Pues, bien, me pretendo explicar, en muy breves líneas, que la clase política, en sí misma considerada, es la primera interesada en cambiar la situación actual. Y no porque deban dejarse conmover por monsergas moralizantes u homilías togadas; ni siquiera por atender al fondo decencia que se les presupone como servidores de la cosa pública. Simplemente, repito, por interés puro y duro.
La actual política de nombramientos es, acaso, uno de los ejemplos más útiles para ilustrar esta tesis. Como sabemos, los altos cargos de la carrera judicial son designados por el Consejo General del Poder Judicial, máximo órgano rector de la magistratura; y son, a su vez, las cámaras legislativas las que eligen a sus miembros, los llamados “vocales”; por tanto, son los grupos parlamentarios (o sea los partidos) los que pactan su composición en función de sus respectivos intereses. Como vemos, una soga que, más o menos larga, más o menos tensa, ata al político togado a Ferraz, Génova o cualquier otro cuartel general de la política.

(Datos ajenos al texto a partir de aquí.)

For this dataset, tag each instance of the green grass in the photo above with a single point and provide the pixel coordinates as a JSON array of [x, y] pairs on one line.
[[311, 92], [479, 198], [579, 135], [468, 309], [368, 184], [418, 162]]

Este sistema, como sabemos, ha dañado hasta límites impensables la imagen de nuestra Justicia ante la ciudadanía. Pero el problema que nos ocupa ahora es otro. Y es que configura los órganos de gobierno judicial en función de la coyuntura política del momento. De entrada, diríase que es una ventaja para el gobierno de turno. Y lo es. Sin embargo, cuando ese mismo gobierno pasa a la oposición, mudan las tornas. El mundo al revés: fortuna velut luna…
La lógica de este perverso montaje es lo que se conoce en teoría constitucional como spoil system, algo así como el “método del botín”. Esto es, la práctica propia de las sociedades clientelares en las que un partido, cuando conquista el poder, premia a los suyos (afiliados, amigos, secuaces o simples simpatizantes) con un generoso reparto de cargo. Es un hábito muy antiguo. Sin ir más lejos, en nuestra patria tenemos el antecedente de Enrique “de las mercedes”, monarca castellano que recompensó con memoriosa largueza a sus partidarios en cuanto se hubo ceñido la corona.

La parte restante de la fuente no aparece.